Pembuatan dasar hingga berbentuk ini biasanya dilakukan dengan jumlah banyak sekaligus, sehingga nantinya perajin tinggal menyelesaikan tahap akhir.
"Bukan satu dibikin sampai selesai, tapi biasanya bikin dasar dulu beberapa buah, dilanjutkan pembentukan, baru finishing. Jadi proses finishingnya langsung banyak," kata Neneng.
Namun dibandingkan proses awal hingga setengah jadi, proses finishing merupakan tahapan yang paling memakan waktu. Bukan karena sulit, melainkan karena harus mencari dahulu bahan baku rotan sebagas pengunci bagian atas boboko atau nyiru, dan kayu pohon suren untuk dudukannya.

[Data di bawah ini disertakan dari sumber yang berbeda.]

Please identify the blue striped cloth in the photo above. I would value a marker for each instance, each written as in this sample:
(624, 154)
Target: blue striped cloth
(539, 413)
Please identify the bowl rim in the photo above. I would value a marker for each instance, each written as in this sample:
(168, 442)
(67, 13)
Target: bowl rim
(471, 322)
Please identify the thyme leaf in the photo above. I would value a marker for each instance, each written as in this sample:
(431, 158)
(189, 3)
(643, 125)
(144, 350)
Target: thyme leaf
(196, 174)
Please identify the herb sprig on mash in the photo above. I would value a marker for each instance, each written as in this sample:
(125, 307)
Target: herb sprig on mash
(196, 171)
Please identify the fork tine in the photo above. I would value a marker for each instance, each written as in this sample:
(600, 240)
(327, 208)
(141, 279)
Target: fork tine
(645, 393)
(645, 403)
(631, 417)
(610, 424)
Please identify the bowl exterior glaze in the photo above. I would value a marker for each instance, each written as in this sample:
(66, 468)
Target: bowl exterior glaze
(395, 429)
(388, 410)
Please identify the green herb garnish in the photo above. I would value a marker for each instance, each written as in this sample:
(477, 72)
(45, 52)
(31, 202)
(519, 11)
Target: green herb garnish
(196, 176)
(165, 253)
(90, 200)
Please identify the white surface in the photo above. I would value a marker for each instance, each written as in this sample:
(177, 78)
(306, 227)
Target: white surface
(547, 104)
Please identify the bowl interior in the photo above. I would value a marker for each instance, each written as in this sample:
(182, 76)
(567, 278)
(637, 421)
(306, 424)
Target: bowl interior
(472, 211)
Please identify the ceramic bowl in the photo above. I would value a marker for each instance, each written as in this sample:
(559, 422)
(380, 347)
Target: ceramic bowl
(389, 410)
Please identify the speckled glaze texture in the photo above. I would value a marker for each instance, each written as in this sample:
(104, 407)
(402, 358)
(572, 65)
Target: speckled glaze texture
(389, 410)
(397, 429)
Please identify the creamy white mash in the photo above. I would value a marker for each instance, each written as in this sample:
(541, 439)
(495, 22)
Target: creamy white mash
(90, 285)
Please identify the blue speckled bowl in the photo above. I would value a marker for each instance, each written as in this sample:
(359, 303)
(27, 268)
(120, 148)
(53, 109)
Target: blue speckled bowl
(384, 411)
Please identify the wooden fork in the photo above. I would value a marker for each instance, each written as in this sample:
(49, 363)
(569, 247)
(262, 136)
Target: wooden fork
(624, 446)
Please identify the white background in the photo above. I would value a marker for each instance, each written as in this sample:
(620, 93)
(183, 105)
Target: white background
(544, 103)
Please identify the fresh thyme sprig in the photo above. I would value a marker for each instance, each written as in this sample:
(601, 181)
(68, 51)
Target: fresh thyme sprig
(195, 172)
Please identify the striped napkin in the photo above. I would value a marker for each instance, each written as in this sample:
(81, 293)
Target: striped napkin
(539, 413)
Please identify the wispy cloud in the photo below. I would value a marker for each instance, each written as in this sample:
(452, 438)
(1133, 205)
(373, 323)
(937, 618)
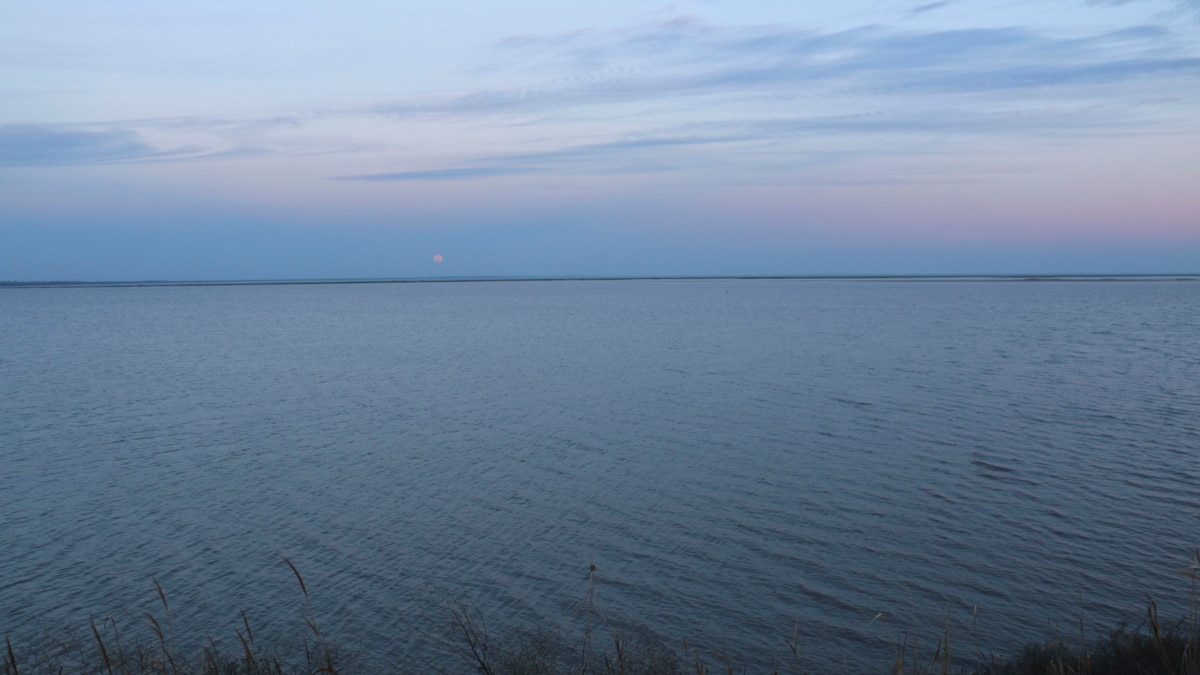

Ahmad (50), perajin anyaman mengatakan, untuk mencari rotan dan kayu suren warga harus masuk ke dalam hutan. Bahkan untuk mencarinya, warga harus menginap hingga dua malam di dalam hutan.
"Rotan dan kayu surennya ada di alam, tapi harus mencari ke dalam hutan. Biasanya kita cari berkelompok, menginap semalam atau dua malam di hutan. Yang lebih susah nyari kayu suren sebagai dudukan. Karena kayu suren ini lentur, bisa dilipat. Kalau pakai kayu lain keras dan cenderung akan patah kalau dilipat untuk soko (dudukan boboko)," ucap dia.
Sulitnya mencari bahan baku, lanjut dia, membuat proses pembuatan boboko menjadi lama. "Jadi lamanya itu di proses finishing. Karena harus cari bahan bakunya dulu. Kalau sudah ada bahan baku rotan dan kayu suren, bisa cepat," ungkapnya.
Ahmad menambahkan, membuat boboko hingga nyiru menjadi penghasilan tambahan bagi warga. Dari setiap boboko, warga bisa mendapatkan uang mulai dari Rp 8 ribu sedangkan untuk nyiru bisa dihargai Rp 7 ribu per buah.
"Dalam sebulan, kita bisa bikin 50 sampai 100 buah boboko. Jadi lumayan untuk belanja kebutuhan di rumah, karena ada tambahan Rp 400 ribu-Rp 800 ribu per bulan," pungkasnya.